Profiling shows that quite a lot of memory gets allocated (about 3GB for parsing 1MB of input). There is no massive space leak to be observed, though.
From here I start poking around:
There is a bitstream package that promises "Fast, packed, strict bit streams (i.e. list of Bools) with semi-automatic stream fusion.". Unfortunately it is not up-to-date with the current vector package, see here for details.
Next, I investigate streaming. I don't quite see why I should need 'effectful' streaming that brings some monad into play - at least until I start with the reverse of the posed task, i.e. encoding and writing bitstreams to file.
How about just fold-ing over the ByteString? I'd have to introduce state to keep track of consumed bits. That's not quite the nice take, takeWhile, group, etc. language that is desirable.
And now I'm not quite sure where to go.
Update:
I figured out how to do this with streaming and streaming-bytestring. I'm probably not doing this right because the result is catastrophically bad.
import Data.Bits (shiftR, (.&.))
import qualified Data.ByteString.Streaming as BSS
import Data.Word8 (Word8)
import qualified Streaming as S
import Streaming.Prelude (Of, Stream)
import qualified Streaming.Prelude as S
splitByte :: Word8 -> [Bool]
splitByte w = (\i-> (w `shiftR` i) .&. 1 == 1) <$> [0..7]
bitStream :: Monad m => Stream (Of Word8) m () -> Stream (Of Bool) m ()
bitStream s = S.concat $ S.map splitByte s
main :: IO ()
main = do
let bs = BSS.unpack BSS.getContents :: Stream (Of Word8) IO ()
gs = S.group $ bitStream bs :: Stream (Stream (Of Bool) IO) IO ()
maxLen <- S.maximum $ S.mapped S.length gs
print $ S.fst' maxLen
This will test your patience with anything beyond a few thousand bytes of input from stdin. The profiler says it spends an insane amount of time (quadratic in the input size) in Streaming.Internal.>>=.loop and Data.Functor.Of.fmap. I'm not quite sure what the first one is, but the fmap indicates (?) that the juggling of these Of a b isn't doing us any good and because we're in the IO monad it can't be optimised away.
I also have the streaming equivalent of the byte adder here: SumBytesStream.hs, which is slightly slower than the simple lazy ByteString implementation, but still decent. Since streaming-bytestring is proclaimed to be "bytestring io done right" I expected better. I'm probably not doing it right, then.
In any case, all these bit-computations shouldn't be happening in the IO monad. But BSS.getContents forces me into the IO monad because getContents :: MonadIO m => ByteString m () and there's no way out.
Update 2
Following the advice of #dfeuer I used the streaming package at master#HEAD. Here's the result.

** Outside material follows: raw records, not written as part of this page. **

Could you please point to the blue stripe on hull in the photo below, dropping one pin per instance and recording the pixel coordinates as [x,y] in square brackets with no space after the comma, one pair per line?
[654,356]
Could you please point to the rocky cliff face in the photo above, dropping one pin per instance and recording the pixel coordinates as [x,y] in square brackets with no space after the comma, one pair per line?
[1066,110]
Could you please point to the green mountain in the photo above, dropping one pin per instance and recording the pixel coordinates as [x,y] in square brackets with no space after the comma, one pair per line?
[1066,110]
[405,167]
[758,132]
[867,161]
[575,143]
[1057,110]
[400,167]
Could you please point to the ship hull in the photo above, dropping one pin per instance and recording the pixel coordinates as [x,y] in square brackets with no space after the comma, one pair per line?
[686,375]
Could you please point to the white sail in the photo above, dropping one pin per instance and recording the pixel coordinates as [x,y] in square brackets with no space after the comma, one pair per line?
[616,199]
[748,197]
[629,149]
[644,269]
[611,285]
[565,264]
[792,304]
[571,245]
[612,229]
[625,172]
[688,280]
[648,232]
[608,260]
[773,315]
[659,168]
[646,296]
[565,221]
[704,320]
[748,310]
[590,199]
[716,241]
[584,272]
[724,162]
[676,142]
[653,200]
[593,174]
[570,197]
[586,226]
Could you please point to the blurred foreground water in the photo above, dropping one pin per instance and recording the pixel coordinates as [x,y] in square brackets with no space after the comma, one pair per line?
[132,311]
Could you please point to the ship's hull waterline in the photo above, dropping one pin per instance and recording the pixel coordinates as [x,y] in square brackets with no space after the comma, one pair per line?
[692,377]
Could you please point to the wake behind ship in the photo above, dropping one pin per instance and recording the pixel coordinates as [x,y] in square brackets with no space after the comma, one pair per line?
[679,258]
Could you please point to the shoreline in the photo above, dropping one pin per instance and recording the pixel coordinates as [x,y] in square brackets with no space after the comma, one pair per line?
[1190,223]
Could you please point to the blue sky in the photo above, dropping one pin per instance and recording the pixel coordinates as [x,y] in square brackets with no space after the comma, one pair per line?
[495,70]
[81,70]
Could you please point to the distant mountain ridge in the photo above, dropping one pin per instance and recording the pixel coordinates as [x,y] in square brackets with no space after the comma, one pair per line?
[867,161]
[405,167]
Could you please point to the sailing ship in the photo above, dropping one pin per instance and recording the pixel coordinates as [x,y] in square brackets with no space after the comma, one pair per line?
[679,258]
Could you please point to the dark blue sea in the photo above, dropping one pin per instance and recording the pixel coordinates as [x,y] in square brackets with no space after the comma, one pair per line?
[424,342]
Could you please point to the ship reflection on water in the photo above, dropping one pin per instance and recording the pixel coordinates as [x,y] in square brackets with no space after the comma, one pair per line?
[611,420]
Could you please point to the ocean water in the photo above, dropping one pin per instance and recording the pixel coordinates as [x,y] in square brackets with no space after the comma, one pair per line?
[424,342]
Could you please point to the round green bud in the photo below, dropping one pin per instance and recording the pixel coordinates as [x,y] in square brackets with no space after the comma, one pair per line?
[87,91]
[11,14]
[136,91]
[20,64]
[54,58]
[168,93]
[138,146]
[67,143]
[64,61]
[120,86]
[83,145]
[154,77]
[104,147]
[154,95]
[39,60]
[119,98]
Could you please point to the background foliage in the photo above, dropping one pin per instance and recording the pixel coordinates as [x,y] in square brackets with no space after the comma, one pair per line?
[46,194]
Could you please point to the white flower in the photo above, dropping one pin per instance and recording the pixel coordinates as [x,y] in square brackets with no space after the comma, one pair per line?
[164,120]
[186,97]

longest-seq-c 0m0.747s (C)
longest-seq 0m8.190s (Haskell ByteString)
longest-seq-stream 0m13.946s (Haskell streaming-bytestring)
The O(n^2) problem of Streaming.concat is solved, but we're still not getting closer to the C benchmark.
Update 3
Cirdec's solution produces a performance on par with C. The construct that is used is called "Church encoded lists", see this SO answer or the Haskell Wiki on rank-N types.
Source files:
All the source files can be found on github. The Makefile has all the various targets to run the experiments and the profiling. The default make will just build everything (create a bin/ directory first!) and then make time will do the timing on the longest-seq executables. The C executables get a -c appended to distinguish them.
Intermediate allocations and their corresponding overhead can be removed when operations on streams fuse together. The GHC prelude provides foldr/build fusion for lazy streams in the form of rewrite rules. The general idea is if one function produces a result that looks like a foldr (it has the type (a -> b -> b) -> b -> b applied to (:) and []) and another function consumes a list that looks like a foldr, constructing the intermediate list can be removed.
For your problem I'm going to build something similar, but using strict left folds (foldl') instead of foldr. Instead of using rewrite rules that try to detect when something looks like a foldl, I'll use a data type that forces lists to look like left folds.
-- A list encoded as a strict left fold.
newtype ListS a = ListS {build :: forall b. (b -> a -> b) -> b -> b}
Since I've started by abandoning lists we'll be re-implementing part of the prelude for lists.
Strict left folds can be created from the foldl' functions of both lists and bytestrings.
{-# INLINE fromList #-}
fromList :: [a] -> ListS a
fromList l = ListS (\c z -> foldl' c z l)
{-# INLINE fromBS #-}
fromBS :: BSL.ByteString -> ListS Word8
fromBS l = ListS (\c z -> BSL.foldl' c z l)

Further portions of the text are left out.